L’ultimo applauso a Chahine
Affacciato sul Mediterraneo, lo sguardo di Youssef Chahine era immerso nelle varie culture del mondo, senza alcun pregiudizio ma con la curiosità dell’intellettuale un po’ esule in patria. Nato nel 1926 ad Alessandria di Egitto, è morto a ottantadue anni al Cairo, dove era tornato dopo il lungo ricovero a Parigi per un emorragia celebrale.
Considerato il maggiore regista egiziano di tutti i tempi, Chahine ha inseguito il sogno di Hollywood per realizzarlo in Egitto, dove l’umore collettivo di un popolo diviso dalle contraddizioni sociali divenne lo spirito centrale dei suoi ritratti cinematografici.

GIORGIO GOSETTI

Molto conosciuto all’estero, era stato ricoverato a Parigi nel giugno scorso in gravi condizioni per un’emorragia cerebrale ed era stato operato. Caduto in coma, riportato poi al Cairo, non si era più ripreso. Nato ad Alessandria d’Egitto, figlio di un avvocato siriano, di famiglia cristiana, Chahine ha diretto più di 40 film, uno dei quali, “Il destino”, aveva sollevato grandi polemiche per il modo in cui affrontava il tema del terrorismo. L’Egitto e il Medio Oriente piangono il regista - che l’Italia aveva scoperto in età matura - come la loro “voce della libertà”.
Chahine si considerava cittadino del mondo e francese d’adozione, ma alla sua terra è sempre rimasto legato in modo totale, sentendosi interprete e bandiera di una cultura araba aperta al mondo occidentale. Cresciuto in una famiglia agiata ed educato all’occidentale, Chahine lasciò il suo paese a poco più di 20 anni per andare a studiare il cinema negli Stati Uniti, ma dopo meno di due anni fu richiamato in patria da un amico del cinema egiziano, il grande direttore della fotografia di origine italiana Alvise Orfanelli. Fu proprio quest’ultimo a offrigli, nel 1950, la possibilità di debuttare dietro la macchina da presa con l’autobiografico e giovanilistico “Baba Amin”. L’anno seguente, di nuovo al lavoro con Ibn El Nil, riceveva il suo invito per il Festival di Cannes, primo cineasta egiziano ad avere questo onore. Il suo debutto a Cannes, nell’indifferenza dei giornali e degli addetti ai lavori, in una sala semivuota e nel gelo delle autorità ufficiali fu ricostruito con spirito umoristico e un pizzico di legittimo orgoglio (il film ebbe infatti poi un’importante attenzione internazionale) dallo stesso Chahine, un anno fa, facendone l’oggetto dell’episodio inserito nel film collettivo “Chacun Son Cinema” prodotto da Gilles Jacob.
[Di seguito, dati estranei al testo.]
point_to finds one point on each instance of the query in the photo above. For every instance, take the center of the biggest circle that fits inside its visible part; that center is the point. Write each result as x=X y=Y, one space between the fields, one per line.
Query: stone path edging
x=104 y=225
A Cannes Joussef Chahine deve buona parte della sua risonanza internazionale: vi tornò a più riprese, ricevuto da maestro consacrato, fino a quando nel 1997 presentò “Il destino”, ricevendo il premio del cinquantesimo anniversario del Festival. Nel frattempo aveva realizzato, scritto e sovente prodotto un imponente massa di lungometraggi (in tutto una cinquantina) fino al recente “Il caos”, presentato lo scorso settembre alla Mostra di Venezia. Il primo riconoscimento internazionale della sua carriera gli venne però dal Festival di Berlino, dove nel 1978 vinse l’Orso d’Argento con “Alessandria... perché?”, primo capitolo di una trilogia fortemente autobiografica che avrebbe sviluppato nel 1982 e poi nel 1990 concludendola idealmente con un quarto episodio datato 2004, intitolato “Alessandria-New York”.